そこは、さっきまで寝ていた部屋ではなく、階段の途中のどこかだった。


「……っ」


今度は後頭部に強い衝撃を受ける。

視界がぐらつき、膝をつく。しかし、そんな俺に何者かはさらに追撃をいれてくる。


「……っ!」


痛い痛い痛い痛い痛い痛い痛い痛い痛い痛い痛い痛い痛い痛い痛い痛い痛い痛い痛い痛い痛い痛い。

さっきとは違い、今度は頭の外側から鈍い痛みを感じる。前に倒れ込むと、さらに頭を殴りつけられる。

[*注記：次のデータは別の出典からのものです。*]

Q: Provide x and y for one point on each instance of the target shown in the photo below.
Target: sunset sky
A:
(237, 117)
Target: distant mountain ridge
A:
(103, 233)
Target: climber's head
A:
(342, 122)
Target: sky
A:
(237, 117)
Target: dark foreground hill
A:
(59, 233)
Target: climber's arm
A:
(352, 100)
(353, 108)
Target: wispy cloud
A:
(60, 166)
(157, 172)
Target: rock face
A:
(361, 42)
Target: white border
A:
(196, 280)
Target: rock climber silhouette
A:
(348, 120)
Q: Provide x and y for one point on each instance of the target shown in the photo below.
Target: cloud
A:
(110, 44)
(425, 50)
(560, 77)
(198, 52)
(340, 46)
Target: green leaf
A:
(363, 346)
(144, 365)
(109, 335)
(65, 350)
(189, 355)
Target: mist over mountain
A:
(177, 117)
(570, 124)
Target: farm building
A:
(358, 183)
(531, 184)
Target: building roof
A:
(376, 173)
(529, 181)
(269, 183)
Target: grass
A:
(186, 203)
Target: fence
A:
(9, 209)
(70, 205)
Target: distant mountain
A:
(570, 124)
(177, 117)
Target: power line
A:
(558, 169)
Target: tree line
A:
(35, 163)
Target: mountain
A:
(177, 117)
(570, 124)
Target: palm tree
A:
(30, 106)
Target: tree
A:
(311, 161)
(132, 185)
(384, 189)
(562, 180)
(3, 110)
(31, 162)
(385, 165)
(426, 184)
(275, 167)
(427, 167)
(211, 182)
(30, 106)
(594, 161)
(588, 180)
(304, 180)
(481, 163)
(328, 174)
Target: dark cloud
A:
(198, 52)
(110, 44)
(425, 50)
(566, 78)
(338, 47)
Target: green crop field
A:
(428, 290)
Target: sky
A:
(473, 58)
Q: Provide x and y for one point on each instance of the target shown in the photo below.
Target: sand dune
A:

意識が朦朧とし、視界がぼやける。それから、どれだけの時間が経っただろうか。痛みも感じなくなってきたころ、ぼやけた視界に誰かが映り込んだ。


「――! ――――」


ぼんやりと見えるシルエット、そして黒髪からおそらくは稲葉なのだろう。彼女は、俺に向けて必死に声をかけてくる。けれど、なんと言っているのか聞き取れない。


「――――!」


――ああ、これはダメなやつだ。

本能的に、悟る。これはもう、助からない。

そこまで考えて、なにか残せないかと途切れそうな意識を何とか繋ぎ止めて考える。


ゾンビを倒すには、頭を潰した方がいい。

――これは、ゾンビを殺すところを見た彼女たちには今更のことだろう。

ゾンビの足の速さは、生前とあまり変わらない。

――そんなこと、彼女たちは当然知っている。


ならば、ならば何を残せるだろうか。何か、彼女たちのために残せるものは、ないだろうか。

薄れる意識の中、震える声音で言葉を紡ぐ。


「ふた、りで……なか、よく……いき」

「――!」


『二人で仲良く、生き残って』

そんな短い言葉も言い切る事ができなかった。有益な情報は残せず、想いも最後まで伝えることが出来なかった。


「――――」


もう、何も考えられない。

だらりと全身の力が抜けていくように感じる。その時、必死に呼びかけているシルエットが、あの時の光景と重なった。


『先生! 助けて!!』


目の前で捕食された生徒が、こちらに向けて手を伸ばし叫んでくる。


「あ……」


助けれなかった、あの時の光景。何度も何度も夢にまで出てきた光景。毎回、彼女を助けることは出来なかった。


「行か……」


すぐに消えてしまいそうな幻へ、震える手を伸ばす。


「ないで……」


助けれなかった。それをずっと後悔していた。

助けたかった。人を守れる人間になりたかった。

意味なんてないと分かっていても。それは幻だと気づいていても、俺の手はあの時と同じ表情で手を伸ばす生徒へと伸びていた。そして――


「よかっ……た」


最後の最期となったけれど、手を掴むことが出来た。